On top of that, the singer is poised in as little as a year to begin collecting royalties that could total $5 million annually if his recordings keep selling, according to the sources.

The royalties are in prospect because Jackson's record sales -- strong abroad, despite a sharp drop-off in the U.S. -- are nearing the point at which the tens of millions of dollars Sony has spent on Jackson over the years will be paid off.

To be sure, Jackson's overall finances remain tenuous. About $270 million in loans from Bank of America Corp., backed by his two major song catalogs, will come due in several years. And, after frittering away millions on poor investments and a shifting cast of business associates, he continues to spend lavishly.

But with the anticipated Sony advance, and a recent refinancing of his debts, the erstwhile king of pop will be turning a financial corner.

The Sony payment will come in exchange for delivery of recordings and other materials for the boxed set, which Sony is aiming to release for the fall -- probably before any verdict in the Santa Barbara molestation case.

Jackson recently obtained an extension on one loan, a $70-million package backed by his Mijac publishing company, until early 2006, sources said.

Representatives of Sony Music Entertainment declined to comment.

Jackson's representatives declined to discuss his finances. But his longtime music attorney, John Branca, said it would be a mistake to count his client out.

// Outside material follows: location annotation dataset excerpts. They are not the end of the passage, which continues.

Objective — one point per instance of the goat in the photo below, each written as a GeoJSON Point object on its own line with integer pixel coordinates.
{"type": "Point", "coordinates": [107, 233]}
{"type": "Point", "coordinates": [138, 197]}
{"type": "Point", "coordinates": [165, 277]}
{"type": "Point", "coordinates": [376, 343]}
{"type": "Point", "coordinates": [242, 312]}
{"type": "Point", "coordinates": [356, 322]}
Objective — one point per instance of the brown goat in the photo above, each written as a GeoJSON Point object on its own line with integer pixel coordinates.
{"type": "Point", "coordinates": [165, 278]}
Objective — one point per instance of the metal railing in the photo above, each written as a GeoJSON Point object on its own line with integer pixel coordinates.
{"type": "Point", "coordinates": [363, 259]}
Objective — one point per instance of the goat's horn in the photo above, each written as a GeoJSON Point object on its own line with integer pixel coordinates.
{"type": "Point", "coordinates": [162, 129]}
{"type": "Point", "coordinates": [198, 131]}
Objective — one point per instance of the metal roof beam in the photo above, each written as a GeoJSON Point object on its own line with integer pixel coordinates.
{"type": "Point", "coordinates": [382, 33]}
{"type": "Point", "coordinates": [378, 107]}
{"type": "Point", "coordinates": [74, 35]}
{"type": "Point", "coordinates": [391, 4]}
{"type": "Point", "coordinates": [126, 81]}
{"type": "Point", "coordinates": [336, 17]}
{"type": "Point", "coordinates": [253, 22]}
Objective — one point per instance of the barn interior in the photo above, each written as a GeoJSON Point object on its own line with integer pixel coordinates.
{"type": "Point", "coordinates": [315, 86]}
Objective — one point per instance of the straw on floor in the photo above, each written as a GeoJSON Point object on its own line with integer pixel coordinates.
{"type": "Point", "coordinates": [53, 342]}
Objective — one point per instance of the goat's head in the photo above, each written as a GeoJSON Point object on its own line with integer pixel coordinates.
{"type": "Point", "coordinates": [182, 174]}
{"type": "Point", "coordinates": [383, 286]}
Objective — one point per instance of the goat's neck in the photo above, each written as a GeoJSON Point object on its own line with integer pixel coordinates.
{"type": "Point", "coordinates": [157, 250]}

"He was counted out once before, when the Jackson Five lost popularity and came back bigger than ever," Branca said. "Michael speaks to a worldwide audience like no other artist in history."

Although Jackson's U.S. sales have slipped from their 1980s apex, the singer's catalog and recent greatest-hits CD have sold so strongly worldwide in recent years that he is edging toward paying off the millions of dollars in recording and promotional expenses owed to Sony before he can collect a paycheck.

With Jackson's release of 2001's "Invincible" album, Sony reissued much of the singer's earlier material and found worldwide demand. Since then, Jackson's albums have sold about 14 million copies worldwide, with about 9 million sold outside the U.S., sources said.

Already, Jackson has whittled down a balance that stood at about $40 million several years ago. If sales hold up enough to finish off the tab, he would begin pocketing royalties from each album sold in the future.

Some sources familiar with Jackson's record contract suggest that he could finish repaying the advances by early next year, although others predict that it could take longer, perhaps three years or more.

The biggest factor in Jackson's financial fate, however, is whether he can cut lucrative future deals.

"It's all going to come down to what happens in the next 12 months," said one music industry player close to Jackson. Even if Jackson is acquitted of the criminal charges against him, "you don't know how tarnished he's going to be."

Associates insist that Jackson could still earn a fortune by touring internationally.

"Those people talking about doomsday, don't they realize the guy could go out and do 10 or 15 dates and he would make tens of millions of dollars?" said veteran music executive Charles Koppelman, who ranks among the singer's top counselors.

Television specials may also provide cash. Jackson reportedly earned millions from TV appearances last year. But at least two networks recently turned down his pitch for a special on his charitable efforts toward the AIDS epidemic in Africa.

With Jackson's 1991 Sony contract nearing its end, he will be free to seek a new label deal, though any new pact probably would be more modest than the old one. The boxed compilation and a planned "best of" collection are the final releases under the Sony agreement.

Given the uncertainties, however, Jackson's best prospects rest on continued income from a spate of mega-deals Branca and others made during the star's ascent after the success of his 1982 blockbuster, "Thriller."

Jackson paid $47.5 million in 1985 to acquire a firm that held the Beatles' publishing rights -- one of the richest song catalogs in music -- and began snatching up other copyrights.

Ten years later, Jackson struck a deal to merge those rights with Sony's publishing unit, creating a new firm, Sony/ATV. That deal paid him more than $100 million in cash, and he received a stake in the combined company.